Open edlanglois opened 3 years ago

edlanglois commented 3 years ago

It's likely the cause of these test failures: https://github.com/causalincentives/pycid/actions/runs/667798848 https://github.com/causalincentives/pycid/actions/runs/666392113 https://github.com/causalincentives/pycid/actions/runs/666341225 https://github.com/causalincentives/pycid/actions/runs/665993248

Those were from before I split up the test_random functions. When I test locally its test_random_cids_create_one that hangs.

edlanglois commented 3 years ago

Traceback from stopping the test:

  File "/home/eric/dev/pycid/pycid/core/cpd.py", line 219, in initialize_tabular_cpd
    [[complete_dictionary(self.stochastic_function(**i))[t] for i in self.parent_values(cid)] for t in domain]
  File "/home/eric/dev/pycid/pycid/core/cpd.py", line 219, in <listcomp>
    [[complete_dictionary(self.stochastic_function(**i))[t] for i in self.parent_values(cid)] for t in domain]
  File "/home/eric/dev/pycid/pycid/core/cpd.py", line 219, in <listcomp>
    [[complete_dictionary(self.stochastic_function(**i))[t] for i in self.parent_values(cid)] for t in domain]
  File "/home/eric/dev/pycid/pycid/core/cpd.py", line 207, in complete_dictionary
    missing_keys = set(domain) - set(dictionary.keys())
KeyboardInterrupt

I don't know the details of what it's trying to do but in my tests sometimes matrix in initialize_tabular_cpd will have shapes like (107, 4096) or (32, 5120) and take a long time to generate.
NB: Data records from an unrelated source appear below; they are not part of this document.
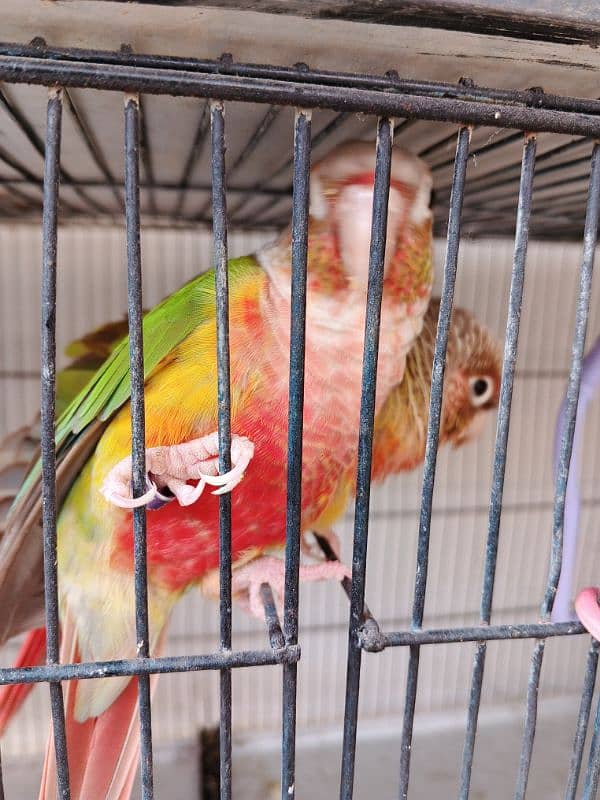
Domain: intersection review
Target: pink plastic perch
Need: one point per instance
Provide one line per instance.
(588, 612)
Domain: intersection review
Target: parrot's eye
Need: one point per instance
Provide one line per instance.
(481, 389)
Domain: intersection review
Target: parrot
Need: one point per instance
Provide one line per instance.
(471, 390)
(93, 438)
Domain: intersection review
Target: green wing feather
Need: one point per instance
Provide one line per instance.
(165, 326)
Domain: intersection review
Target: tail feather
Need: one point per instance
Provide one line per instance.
(103, 751)
(32, 653)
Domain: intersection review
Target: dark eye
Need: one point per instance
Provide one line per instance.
(481, 389)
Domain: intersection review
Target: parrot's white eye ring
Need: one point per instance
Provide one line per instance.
(481, 389)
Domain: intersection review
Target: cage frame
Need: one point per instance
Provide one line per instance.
(386, 97)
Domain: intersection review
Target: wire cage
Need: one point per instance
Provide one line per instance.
(458, 113)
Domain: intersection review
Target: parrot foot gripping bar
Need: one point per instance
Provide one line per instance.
(371, 638)
(170, 467)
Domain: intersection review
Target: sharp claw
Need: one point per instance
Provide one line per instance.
(187, 495)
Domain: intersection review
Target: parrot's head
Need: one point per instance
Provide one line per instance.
(341, 201)
(472, 378)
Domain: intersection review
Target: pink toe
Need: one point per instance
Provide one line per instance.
(588, 610)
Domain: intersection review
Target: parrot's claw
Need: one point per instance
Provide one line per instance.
(247, 580)
(171, 467)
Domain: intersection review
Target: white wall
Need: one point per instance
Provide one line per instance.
(92, 289)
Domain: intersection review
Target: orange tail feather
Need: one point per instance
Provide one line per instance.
(32, 653)
(103, 751)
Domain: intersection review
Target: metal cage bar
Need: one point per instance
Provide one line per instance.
(302, 151)
(138, 427)
(219, 204)
(504, 407)
(433, 428)
(47, 408)
(583, 302)
(381, 189)
(592, 775)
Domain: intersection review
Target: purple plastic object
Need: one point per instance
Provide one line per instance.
(563, 610)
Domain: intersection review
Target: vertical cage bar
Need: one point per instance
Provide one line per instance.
(590, 788)
(502, 428)
(47, 408)
(583, 718)
(433, 430)
(138, 428)
(383, 162)
(219, 204)
(590, 237)
(300, 204)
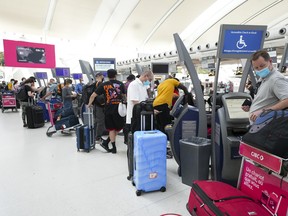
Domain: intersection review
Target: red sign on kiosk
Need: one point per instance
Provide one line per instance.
(264, 187)
(270, 161)
(259, 183)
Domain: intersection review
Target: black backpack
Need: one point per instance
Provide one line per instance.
(87, 92)
(270, 133)
(21, 93)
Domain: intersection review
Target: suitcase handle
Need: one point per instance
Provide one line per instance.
(150, 132)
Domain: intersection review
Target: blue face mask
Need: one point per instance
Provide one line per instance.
(146, 83)
(263, 73)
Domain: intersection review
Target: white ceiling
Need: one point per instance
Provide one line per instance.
(138, 26)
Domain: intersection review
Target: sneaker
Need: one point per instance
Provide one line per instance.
(113, 150)
(104, 145)
(99, 140)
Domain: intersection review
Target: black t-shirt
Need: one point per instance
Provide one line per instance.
(27, 89)
(113, 91)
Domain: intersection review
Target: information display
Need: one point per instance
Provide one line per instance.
(77, 76)
(26, 54)
(104, 64)
(160, 68)
(62, 72)
(234, 108)
(41, 75)
(240, 41)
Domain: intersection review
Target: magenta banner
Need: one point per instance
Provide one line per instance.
(268, 160)
(30, 55)
(268, 189)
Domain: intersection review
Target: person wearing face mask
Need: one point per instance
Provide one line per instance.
(163, 101)
(273, 92)
(50, 90)
(29, 94)
(136, 92)
(68, 94)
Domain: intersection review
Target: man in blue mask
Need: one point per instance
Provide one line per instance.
(273, 91)
(136, 92)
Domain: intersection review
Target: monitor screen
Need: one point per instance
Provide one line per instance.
(160, 68)
(240, 41)
(41, 75)
(234, 109)
(62, 72)
(104, 64)
(76, 76)
(86, 67)
(30, 55)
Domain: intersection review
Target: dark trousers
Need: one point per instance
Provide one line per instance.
(163, 118)
(126, 130)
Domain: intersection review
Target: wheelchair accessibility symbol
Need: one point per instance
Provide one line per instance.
(241, 43)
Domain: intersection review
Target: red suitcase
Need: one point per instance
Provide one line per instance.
(220, 199)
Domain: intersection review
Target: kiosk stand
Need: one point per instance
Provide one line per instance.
(231, 123)
(189, 120)
(236, 42)
(41, 76)
(260, 178)
(87, 69)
When it runs quickly the shapes are more like (9, 80). The first index is card.

tom4everitt commented 3 years ago

Interesting. I've never noticed it failing locally, but I have seen the github actions version time out occasionally.

My guess is that the matrices get really large when a single node have many parents, because the number of possible parent outcomes grows exponentially with the number of parents. Probably we should add a max_degree parameter to random_cid, and avoid adding edges going into nodes with many parents.

tom4everitt commented 3 years ago

Alternatively/additionally, we can set the random seed in the test

tom4everitt commented 3 years ago

Also, I did just push an improvement to random_cpd which I think should generally lead to smaller matrices. So with a bit of luck, the problem has already been solved.